If obscurity is not the problem, neither is the impenetrability of the discipline in and of itself (as Steve Saideman argues here). The problem is the MIX. Right now, the obscure and impenetrable seem to dominate many of the discipline’s key institutions. As I said to Steve, I think that rigor is still being prized over relevance. In short, it is more advantageous to formulate an airtight argument to a narrow and mildly interesting research question rather than to offer a thoughtful (but not airtight) argument to a much more compelling question. [Interestingly, I think the gap between academia-policy-public is much smaller in the UK as compared to North America.]
Unlocking Academia’s Intellectual Capital
While my sense is that younger scholars in my discipline of politics are happily engaging more with the public via social media and other forums, it’s clear that there is a tremendous amount of intellectual capital that is trapped within the ivory towers because the incentives aren’t strong enough to unlock it. For politics departments, I have one small recommendation: Require extended abstracts for all publications that are submitted as part of tenure and promotion/probation processes. Ask for 750 word executive summaries with key findings in layman’s terms. This minor addition would make scholarly studies much more useful and readily accessible without changing what people study or how they decide to study it. In the long run, this is the kind of change that will tilt the balance in favour of public engagement and put politics scholars back at the heart of public discourse- where they belong.
Very cogent response to the article, and I learned a lot. Thanks so much for posting!

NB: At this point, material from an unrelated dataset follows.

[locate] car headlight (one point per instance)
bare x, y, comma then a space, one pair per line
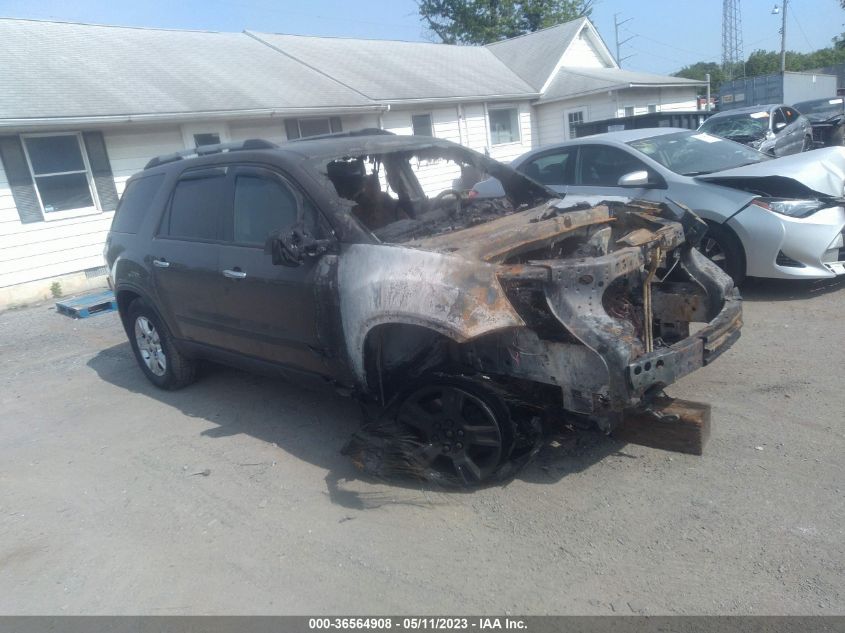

Thanks for the kind words Selim.
Absolutely agree. As a student, I liked reading the rigorous works of renowned scholars, but not very often enjoyed their lectures and seminars. Will be co-producing interactive tools on conflict with a journalist to ensure my work stays public and comprehensible, rather than getting locked up in the ivory tower. Let’s see if some rebellions do succeed 😉
BTW: I absolutely love your writing style!